Abraham Kuyper, the great Dutch statesman and theologian, noted that God loves us because he made us. That’s a familiar thought, of course, but consider how Kuyper explains it: “There is subtle charm about the thing that we have made, and this is by no means always because of its intrinsic value, but rather because we have made it ourselves.”

Kuyper illustrates by describing a writer who values his article over others published in the same periodical, a florist who values the bouquet gathered from her garden over those available in the store, and a mother who revels in her child in a way no one else can. This is how our Father feels about every one of us.

Is this how you feel about yourself? Do you seek God’s best for your life, or are you settling for what our culture offers?

Kuyper notes: “In public life, every reflection of heaven is extinguished. . . . the dominant note is that heaven reaches no further than the stars, that death ends all, and that life without God thrives as well, if not better, than life in the fear of the Lord.”

To illustrate his point, consider how Carrie Fisher and George Michael are being remembered. Fisher called herself an “enthusiastic agnostic.” Michael had no Christian commitment that I can discover.
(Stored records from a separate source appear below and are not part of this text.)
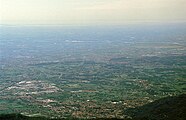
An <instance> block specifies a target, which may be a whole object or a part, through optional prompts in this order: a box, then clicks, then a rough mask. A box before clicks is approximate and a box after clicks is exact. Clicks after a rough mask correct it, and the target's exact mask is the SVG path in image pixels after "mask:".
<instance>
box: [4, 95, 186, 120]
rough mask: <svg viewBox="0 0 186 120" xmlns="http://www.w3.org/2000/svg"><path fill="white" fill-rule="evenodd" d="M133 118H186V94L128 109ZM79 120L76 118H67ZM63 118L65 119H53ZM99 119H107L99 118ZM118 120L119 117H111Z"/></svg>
mask: <svg viewBox="0 0 186 120" xmlns="http://www.w3.org/2000/svg"><path fill="white" fill-rule="evenodd" d="M127 114H129V115H130V116H131V117H132V119H127V120H186V94H182V95H179V96H172V97H166V98H162V99H159V100H156V101H154V102H152V103H149V104H146V105H144V106H140V107H137V108H132V109H128V110H127ZM67 119H68V120H69V119H70V120H77V119H76V118H67ZM0 120H51V119H49V118H45V117H29V116H24V115H21V114H2V115H0ZM52 120H63V119H52ZM99 120H105V119H104V118H102V119H101V118H99ZM110 120H117V119H110Z"/></svg>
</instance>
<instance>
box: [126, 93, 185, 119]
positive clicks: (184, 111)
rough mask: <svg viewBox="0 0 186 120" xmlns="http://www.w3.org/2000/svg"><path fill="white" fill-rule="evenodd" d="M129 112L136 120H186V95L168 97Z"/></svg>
mask: <svg viewBox="0 0 186 120" xmlns="http://www.w3.org/2000/svg"><path fill="white" fill-rule="evenodd" d="M128 111H130V113H131V114H132V116H133V119H134V120H149V119H150V120H185V119H186V112H185V111H186V94H183V95H179V96H174V97H166V98H163V99H160V100H156V101H155V102H152V103H149V104H146V105H144V106H140V107H137V108H135V109H134V108H133V109H130V110H128Z"/></svg>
In “Praying for Time,” he sings, “god’s stopped keeping score / I guess somewhere along the way / He must have let us all out to play / Turned his back and all god’s children / Crept out the back door.”

Their personal lives were deeply troubled, yet they are being eulogized as models in our culture. And I’ve seen no remembrance in the media that commented on their souls. My point is not to criticize Carrie Fisher or George Michael—it is to show how typical their stories are in our society.

If you want God’s best in the coming year, you’ll have to seek it from God. You’ll need to ask him to be the Lord of your life and king of your day. If you do, you’ll discover that the “power that is at work within us” will in fact do “far more abundantly than all we ask or think.”

That’s not a prediction but a promise. The next step is yours.